Tuesday, February 20, 2007

Stop the hysteria over taxes


Got that out of your system? Good.

For the last week, critics in the government, media, and the public have been instinctively screeching about Governor Patrick's plan to allow cities and towns to impose a meal tax of up to 2% in an effort to raise revenues and slow the rise of local property taxes. I support the Governor's plan.

The governor's plan allows municipalities who are facing budget crunches to levy a meal tax as a way to raise revenues. It makes sense. Cities and towns will be able to raise revenues from out-of-town visitors. And the tax is voluntary, in the sense that if one goes to the grocery store and cooks at home, he or she won't have to pay the tax.

There have been a number of arguments against the plan, but one of them is particularly mindless. Not surprisingly, an editorial in today's Sentinel and Enterprise makes the argument:

A meals tax might be fine in Boston, where millions of tourists come each year, but it could be a business killer elsewhere.

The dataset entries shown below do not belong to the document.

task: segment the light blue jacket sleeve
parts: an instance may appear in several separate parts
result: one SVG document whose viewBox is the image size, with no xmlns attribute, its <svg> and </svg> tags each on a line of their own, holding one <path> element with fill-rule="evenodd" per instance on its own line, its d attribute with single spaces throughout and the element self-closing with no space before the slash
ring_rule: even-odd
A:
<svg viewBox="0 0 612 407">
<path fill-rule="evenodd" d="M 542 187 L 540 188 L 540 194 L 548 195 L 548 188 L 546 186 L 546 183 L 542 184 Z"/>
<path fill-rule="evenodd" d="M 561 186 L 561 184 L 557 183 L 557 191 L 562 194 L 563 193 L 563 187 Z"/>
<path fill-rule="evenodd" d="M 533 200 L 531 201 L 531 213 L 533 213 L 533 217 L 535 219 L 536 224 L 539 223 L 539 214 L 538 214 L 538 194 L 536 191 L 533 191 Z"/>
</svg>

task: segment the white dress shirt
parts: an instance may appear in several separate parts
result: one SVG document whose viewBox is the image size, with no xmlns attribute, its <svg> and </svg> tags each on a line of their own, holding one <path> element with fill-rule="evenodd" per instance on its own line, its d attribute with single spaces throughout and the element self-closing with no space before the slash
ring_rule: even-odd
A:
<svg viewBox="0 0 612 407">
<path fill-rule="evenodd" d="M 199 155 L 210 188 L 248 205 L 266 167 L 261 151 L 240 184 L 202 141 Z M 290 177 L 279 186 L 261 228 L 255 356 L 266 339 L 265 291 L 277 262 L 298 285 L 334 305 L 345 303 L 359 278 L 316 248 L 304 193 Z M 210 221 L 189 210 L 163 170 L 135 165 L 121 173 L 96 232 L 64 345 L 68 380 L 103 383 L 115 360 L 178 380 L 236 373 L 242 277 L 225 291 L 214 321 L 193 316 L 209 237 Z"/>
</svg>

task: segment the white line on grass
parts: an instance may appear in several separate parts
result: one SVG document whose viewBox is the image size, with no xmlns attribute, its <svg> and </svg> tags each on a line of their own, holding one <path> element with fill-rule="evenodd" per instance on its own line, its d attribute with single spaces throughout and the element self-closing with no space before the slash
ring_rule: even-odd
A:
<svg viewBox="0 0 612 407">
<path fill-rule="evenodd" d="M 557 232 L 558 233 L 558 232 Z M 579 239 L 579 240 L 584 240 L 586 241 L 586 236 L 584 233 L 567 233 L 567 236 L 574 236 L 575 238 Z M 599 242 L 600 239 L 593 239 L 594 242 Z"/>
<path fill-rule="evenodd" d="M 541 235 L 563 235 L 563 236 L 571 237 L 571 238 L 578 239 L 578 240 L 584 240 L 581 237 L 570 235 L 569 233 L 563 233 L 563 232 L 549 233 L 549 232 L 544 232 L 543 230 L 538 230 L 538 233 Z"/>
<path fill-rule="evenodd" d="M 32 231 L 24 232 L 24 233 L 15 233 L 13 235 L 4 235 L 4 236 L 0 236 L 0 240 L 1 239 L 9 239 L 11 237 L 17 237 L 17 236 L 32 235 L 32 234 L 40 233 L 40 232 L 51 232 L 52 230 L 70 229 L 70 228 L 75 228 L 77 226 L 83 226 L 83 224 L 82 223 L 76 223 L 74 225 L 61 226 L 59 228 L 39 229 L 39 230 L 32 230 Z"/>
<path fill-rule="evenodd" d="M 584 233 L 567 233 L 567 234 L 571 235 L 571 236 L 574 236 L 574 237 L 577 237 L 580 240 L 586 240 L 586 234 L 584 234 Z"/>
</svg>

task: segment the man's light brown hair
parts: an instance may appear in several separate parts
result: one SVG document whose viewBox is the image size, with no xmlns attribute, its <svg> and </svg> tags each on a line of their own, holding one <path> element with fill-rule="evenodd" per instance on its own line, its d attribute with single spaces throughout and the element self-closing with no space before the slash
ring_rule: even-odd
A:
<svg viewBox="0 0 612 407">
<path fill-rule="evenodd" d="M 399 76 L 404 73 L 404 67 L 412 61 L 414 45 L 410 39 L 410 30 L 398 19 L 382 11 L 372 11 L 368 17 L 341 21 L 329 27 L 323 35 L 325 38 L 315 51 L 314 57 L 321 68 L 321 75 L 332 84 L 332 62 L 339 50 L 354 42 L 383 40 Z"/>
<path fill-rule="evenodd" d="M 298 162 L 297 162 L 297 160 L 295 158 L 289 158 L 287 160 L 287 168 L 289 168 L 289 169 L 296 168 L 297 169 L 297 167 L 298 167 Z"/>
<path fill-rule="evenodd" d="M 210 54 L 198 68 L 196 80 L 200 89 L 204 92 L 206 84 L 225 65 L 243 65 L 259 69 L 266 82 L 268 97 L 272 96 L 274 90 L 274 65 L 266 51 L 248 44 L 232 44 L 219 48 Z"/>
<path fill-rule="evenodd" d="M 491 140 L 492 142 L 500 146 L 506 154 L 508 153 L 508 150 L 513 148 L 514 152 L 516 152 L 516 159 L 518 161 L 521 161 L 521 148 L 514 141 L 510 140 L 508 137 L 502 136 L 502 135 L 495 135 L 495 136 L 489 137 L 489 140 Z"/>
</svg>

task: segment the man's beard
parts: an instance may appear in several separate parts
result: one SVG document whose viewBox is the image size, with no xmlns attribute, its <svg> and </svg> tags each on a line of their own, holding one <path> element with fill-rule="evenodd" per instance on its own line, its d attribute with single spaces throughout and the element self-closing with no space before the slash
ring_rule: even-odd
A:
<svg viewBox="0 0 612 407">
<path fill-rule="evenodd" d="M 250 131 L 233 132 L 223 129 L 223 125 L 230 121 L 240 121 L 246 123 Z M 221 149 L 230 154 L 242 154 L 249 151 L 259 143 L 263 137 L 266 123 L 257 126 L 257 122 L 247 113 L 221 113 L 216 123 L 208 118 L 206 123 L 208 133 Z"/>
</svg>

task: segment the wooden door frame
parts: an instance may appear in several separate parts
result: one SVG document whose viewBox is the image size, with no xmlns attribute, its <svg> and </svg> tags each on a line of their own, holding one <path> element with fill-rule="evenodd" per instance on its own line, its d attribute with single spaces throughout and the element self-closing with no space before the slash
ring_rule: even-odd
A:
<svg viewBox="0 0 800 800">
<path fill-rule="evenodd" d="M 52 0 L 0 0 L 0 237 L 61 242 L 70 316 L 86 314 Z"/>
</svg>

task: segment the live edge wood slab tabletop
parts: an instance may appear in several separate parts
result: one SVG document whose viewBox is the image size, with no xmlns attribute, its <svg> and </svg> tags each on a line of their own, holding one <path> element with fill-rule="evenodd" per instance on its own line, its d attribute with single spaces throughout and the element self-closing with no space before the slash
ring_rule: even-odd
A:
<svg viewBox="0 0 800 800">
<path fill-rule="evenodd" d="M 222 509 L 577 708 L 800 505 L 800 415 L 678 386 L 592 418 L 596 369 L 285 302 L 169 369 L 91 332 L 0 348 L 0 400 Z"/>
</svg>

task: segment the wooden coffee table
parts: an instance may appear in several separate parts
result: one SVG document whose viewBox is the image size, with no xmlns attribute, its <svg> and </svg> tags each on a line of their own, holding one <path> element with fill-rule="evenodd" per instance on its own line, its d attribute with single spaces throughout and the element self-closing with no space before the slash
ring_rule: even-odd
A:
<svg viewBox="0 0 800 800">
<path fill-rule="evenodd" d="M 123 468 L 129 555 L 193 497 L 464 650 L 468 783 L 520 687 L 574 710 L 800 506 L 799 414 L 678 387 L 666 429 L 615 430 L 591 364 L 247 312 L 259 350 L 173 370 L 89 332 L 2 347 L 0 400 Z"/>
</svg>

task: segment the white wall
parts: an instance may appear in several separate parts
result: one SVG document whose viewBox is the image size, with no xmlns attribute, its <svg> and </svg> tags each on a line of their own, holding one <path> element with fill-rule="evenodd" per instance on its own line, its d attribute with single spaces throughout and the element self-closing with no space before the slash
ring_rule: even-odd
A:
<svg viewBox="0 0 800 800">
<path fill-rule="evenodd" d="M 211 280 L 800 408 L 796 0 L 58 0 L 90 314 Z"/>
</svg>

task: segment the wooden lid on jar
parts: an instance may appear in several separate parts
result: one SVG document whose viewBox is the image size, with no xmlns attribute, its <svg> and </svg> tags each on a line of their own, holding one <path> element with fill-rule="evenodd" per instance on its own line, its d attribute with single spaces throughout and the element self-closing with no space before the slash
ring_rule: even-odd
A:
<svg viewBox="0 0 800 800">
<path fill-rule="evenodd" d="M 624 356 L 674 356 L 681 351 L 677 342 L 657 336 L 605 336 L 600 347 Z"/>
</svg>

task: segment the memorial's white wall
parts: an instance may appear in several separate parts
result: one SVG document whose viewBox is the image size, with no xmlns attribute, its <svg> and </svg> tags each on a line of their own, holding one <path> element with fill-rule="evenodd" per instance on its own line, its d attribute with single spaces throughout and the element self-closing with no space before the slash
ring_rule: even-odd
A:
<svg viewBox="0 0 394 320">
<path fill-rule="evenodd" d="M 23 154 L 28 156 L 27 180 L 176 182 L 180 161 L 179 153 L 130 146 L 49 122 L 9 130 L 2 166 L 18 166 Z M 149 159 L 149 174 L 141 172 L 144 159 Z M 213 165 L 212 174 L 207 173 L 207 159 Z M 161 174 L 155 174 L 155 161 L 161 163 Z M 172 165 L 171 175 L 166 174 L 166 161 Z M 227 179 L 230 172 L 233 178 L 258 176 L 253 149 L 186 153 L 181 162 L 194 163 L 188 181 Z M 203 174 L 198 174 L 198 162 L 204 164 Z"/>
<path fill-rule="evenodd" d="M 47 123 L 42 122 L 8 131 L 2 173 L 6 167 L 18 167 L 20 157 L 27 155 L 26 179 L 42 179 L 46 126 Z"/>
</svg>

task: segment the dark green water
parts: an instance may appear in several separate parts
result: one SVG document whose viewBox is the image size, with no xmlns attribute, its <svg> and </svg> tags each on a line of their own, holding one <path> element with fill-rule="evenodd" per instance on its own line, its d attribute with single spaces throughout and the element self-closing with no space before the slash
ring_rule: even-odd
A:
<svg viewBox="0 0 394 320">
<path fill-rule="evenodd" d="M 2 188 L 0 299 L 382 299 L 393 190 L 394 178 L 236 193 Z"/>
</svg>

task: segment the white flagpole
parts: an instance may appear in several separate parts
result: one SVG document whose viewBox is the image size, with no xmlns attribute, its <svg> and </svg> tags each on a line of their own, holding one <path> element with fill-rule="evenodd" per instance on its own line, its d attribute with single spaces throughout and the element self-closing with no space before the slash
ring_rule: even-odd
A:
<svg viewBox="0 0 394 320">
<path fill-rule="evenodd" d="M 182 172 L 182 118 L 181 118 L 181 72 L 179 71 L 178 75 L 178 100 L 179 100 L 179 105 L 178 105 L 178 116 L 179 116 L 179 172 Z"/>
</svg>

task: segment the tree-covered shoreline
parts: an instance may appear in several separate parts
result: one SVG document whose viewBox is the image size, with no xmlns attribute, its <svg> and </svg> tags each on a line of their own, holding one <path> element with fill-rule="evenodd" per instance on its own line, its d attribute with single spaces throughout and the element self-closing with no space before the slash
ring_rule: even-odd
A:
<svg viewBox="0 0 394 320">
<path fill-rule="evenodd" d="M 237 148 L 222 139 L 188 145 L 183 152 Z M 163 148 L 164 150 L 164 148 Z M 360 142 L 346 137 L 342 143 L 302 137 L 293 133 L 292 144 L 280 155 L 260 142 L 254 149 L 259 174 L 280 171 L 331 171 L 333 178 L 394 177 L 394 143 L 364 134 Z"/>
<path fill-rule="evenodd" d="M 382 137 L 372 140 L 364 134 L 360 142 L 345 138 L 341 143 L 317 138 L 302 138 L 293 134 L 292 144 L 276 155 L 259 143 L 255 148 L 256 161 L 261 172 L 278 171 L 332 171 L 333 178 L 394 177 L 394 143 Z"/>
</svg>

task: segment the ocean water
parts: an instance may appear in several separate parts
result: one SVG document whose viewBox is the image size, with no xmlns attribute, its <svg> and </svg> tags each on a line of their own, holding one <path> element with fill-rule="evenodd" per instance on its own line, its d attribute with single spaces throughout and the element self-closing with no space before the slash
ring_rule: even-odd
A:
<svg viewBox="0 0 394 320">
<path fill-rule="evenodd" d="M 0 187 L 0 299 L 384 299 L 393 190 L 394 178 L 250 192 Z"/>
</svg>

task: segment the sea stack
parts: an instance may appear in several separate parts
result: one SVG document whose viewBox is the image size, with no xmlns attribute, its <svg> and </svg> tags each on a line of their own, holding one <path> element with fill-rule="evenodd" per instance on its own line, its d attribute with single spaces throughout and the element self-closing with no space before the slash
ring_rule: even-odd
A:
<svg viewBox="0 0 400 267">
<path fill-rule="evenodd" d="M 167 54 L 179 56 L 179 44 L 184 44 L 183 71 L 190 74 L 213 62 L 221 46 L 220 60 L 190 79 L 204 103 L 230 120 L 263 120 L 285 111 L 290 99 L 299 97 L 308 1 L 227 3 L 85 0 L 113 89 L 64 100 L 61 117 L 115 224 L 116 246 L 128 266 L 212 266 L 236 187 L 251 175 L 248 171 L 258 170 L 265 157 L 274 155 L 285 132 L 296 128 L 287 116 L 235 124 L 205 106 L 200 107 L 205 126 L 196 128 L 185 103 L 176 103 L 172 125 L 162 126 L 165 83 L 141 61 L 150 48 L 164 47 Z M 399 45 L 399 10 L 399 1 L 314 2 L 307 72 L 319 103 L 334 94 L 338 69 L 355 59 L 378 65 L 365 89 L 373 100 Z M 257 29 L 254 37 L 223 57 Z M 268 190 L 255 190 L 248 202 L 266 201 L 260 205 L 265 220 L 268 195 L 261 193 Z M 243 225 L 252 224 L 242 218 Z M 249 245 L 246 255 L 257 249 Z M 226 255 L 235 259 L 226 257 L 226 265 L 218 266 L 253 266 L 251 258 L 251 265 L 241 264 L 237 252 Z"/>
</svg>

Pricing and value are very important to these fledgling businesses.

They don't need an extra tax to drive customers out of town.

If you don't think about it, the argument makes sense. If there is a local meal tax in Leominster and there is not one in Clinton and Fitchburg, diners will choose to eat in cities without the extra tax.

But if you think about it--and I mean think about it at all--this argument is not grounded in fact.

Let me use myself as an example. Sunday night, Michelle and I ordered out at our local Pizzeria for grinders, chips and soda. It cost us around $20.00. I drove a mile to the restaurant and a mile back. If there had been a local meal tax, it would have been about 40 cents. Now, lets say the meal tax "drives me out of town" and into Clinton to pick up the sandwiches. I will have driven about 15 miles round trip to save the 40 cents. Which means that I would have spent around $1.10 in gas to save the 40 cents in taxes. Would I do that? Not a chance.

Or take my commute every morning. Occasionally, I stop at Dunkin Donuts for a coffee and two donut combo, which costs me $2.99. There is only one Dunks along my commute to Metro West, and it's in Leominster. Will I be willing to lengthen my commute and wind my way through Clinton to save myself the six cents in taxes on those days I want breakfast? Of course not.

In fact, on a $100 restaurant bill, the additional meal tax will only be $2.00. Which essentially means that you'll save no money unless your extra round trip is less than it would take to burn a gallon of gas.

Only those who have no critical thinking skills (like people who will drive 20 miles out of their way to save ten cents on a gallon of gas) or are so anti-tax that they are willing to spend more on gas than they are taxes would make a decision like that.

Cities and towns who increasingly face budget crunches only have a few options available to them: cut services, collect more aid from the state, or raise property taxes. The governor's plan gives cities and towns another way to address their shortfalls.